Ein ehemaliger Regierungsberater sagte über den weitreichenden Plan: „All diese Ambitionen sprechen für unterschiedliche Systeme und Befehlsketten, die durch die zentralisierende Kraft immer schwieriger werden [Johnson] kennt die Details nicht und möchte nur, dass der ‚Gover‘ es ‚repariert‘.“

Mehrere Whitehall-Beamte wiesen darauf hin, dass sich das Finanzministerium zuvor unter Osborne auf ähnliche Themen konzentriert habe – aber dass der jüngste Plan die Fantasie des derzeitigen Kanzlers Sunak nicht beflügelt zu haben scheint.

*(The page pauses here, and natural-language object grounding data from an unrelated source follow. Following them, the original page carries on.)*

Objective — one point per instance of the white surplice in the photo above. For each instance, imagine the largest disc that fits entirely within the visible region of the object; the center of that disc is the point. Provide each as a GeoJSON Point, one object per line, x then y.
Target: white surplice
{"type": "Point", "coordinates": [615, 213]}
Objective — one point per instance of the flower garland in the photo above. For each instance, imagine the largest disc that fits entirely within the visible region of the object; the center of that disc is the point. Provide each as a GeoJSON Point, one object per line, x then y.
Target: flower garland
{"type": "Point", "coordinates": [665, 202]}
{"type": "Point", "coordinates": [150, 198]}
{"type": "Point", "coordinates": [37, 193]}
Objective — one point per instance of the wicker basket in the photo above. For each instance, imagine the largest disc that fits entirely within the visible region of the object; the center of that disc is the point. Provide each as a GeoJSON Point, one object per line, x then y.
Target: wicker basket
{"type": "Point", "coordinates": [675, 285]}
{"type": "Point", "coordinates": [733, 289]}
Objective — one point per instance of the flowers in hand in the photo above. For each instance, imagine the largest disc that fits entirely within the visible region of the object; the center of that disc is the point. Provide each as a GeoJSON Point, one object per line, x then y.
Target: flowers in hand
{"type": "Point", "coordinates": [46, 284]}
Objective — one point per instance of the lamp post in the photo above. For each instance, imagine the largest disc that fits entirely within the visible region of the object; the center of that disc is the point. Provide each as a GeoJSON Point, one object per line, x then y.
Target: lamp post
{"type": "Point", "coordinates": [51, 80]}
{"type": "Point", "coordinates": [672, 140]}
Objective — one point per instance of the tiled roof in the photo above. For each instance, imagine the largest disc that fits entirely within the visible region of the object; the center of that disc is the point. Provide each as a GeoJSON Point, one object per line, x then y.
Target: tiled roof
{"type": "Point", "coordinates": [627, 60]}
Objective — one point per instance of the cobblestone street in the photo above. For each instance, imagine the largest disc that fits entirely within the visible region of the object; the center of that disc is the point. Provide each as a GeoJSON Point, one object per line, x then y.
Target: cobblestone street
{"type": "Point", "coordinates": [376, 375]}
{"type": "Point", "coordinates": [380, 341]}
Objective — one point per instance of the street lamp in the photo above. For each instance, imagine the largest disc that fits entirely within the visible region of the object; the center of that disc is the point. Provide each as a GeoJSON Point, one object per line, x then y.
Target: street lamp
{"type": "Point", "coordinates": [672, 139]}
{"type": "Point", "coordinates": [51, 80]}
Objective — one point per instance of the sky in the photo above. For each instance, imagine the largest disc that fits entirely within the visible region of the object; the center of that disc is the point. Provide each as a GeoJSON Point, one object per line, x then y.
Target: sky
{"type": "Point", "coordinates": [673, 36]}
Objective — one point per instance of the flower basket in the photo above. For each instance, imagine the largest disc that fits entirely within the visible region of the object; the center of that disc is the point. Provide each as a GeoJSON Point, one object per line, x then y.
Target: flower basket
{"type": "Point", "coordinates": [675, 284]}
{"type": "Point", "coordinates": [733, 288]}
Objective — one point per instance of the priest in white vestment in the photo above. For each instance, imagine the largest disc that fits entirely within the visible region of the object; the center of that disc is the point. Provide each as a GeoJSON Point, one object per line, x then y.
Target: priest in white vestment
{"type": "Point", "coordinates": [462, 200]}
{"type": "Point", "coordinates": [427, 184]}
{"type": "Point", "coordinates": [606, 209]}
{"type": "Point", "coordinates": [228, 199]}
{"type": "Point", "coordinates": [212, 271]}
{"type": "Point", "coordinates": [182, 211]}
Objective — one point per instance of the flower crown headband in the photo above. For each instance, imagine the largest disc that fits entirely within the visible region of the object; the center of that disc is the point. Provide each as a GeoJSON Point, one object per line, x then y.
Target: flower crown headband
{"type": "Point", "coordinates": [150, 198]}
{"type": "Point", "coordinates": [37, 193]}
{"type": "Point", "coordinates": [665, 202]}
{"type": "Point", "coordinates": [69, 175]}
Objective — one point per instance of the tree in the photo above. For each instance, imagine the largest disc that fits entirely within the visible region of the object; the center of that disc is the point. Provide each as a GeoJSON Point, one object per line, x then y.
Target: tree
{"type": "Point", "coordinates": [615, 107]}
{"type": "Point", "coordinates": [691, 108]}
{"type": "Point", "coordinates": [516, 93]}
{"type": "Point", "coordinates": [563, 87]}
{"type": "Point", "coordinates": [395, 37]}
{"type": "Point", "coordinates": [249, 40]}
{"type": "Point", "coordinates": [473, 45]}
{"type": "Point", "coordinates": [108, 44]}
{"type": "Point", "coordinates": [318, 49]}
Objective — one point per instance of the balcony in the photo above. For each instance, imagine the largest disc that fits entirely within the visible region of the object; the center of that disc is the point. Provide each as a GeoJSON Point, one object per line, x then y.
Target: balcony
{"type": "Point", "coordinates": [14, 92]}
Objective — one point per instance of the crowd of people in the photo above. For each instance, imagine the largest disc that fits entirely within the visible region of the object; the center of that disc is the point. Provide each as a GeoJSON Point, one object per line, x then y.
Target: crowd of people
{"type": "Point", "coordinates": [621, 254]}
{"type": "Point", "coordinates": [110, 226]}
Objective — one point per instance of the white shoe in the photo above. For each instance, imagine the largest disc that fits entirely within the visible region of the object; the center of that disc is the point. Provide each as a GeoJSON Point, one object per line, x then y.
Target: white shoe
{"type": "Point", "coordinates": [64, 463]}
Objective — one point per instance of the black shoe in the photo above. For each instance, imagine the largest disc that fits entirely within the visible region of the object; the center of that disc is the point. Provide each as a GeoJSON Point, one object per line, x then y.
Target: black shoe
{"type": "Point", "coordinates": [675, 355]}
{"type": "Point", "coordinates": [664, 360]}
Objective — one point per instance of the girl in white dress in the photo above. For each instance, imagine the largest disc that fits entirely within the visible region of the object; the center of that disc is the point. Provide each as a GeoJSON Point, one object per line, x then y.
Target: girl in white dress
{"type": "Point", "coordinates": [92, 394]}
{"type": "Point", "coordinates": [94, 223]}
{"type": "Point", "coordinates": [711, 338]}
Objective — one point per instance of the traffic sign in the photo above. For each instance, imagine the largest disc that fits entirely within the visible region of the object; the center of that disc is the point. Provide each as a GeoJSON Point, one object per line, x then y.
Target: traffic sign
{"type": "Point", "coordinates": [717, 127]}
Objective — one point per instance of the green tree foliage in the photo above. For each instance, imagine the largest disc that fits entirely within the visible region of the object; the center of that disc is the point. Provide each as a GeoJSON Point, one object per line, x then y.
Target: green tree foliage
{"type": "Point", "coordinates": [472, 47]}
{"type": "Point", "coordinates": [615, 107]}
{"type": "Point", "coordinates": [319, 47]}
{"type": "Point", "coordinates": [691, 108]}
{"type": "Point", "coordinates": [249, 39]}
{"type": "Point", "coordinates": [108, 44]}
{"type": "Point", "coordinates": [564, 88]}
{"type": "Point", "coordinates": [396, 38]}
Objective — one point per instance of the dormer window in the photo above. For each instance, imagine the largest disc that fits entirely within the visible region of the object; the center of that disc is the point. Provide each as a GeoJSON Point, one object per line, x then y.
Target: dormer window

In früheren Zeiten wäre der Leveling-up-Plan Johnsons ideale Art der Ankündigung gewesen – Tigger-artig optimistisch, mit viel Gerede über Wirtschaftswachstum und britischen Stolz. Doch es blieb Gove, nicht dem umkämpften Premierminister, überlassen, am Mittwoch die großen Commons zu enthüllen. Und während Johnson voraussichtlich am Donnerstag in den Nordwesten reisen wird, um sein Lob zu singen, ist das nicht ganz dasselbe wie der Start.

Das Aufsteigen mag Johnson vielleicht noch aus seinen aktuellen Schwierigkeiten helfen, aber er ist kaum in der Lage, darüber zu schreien.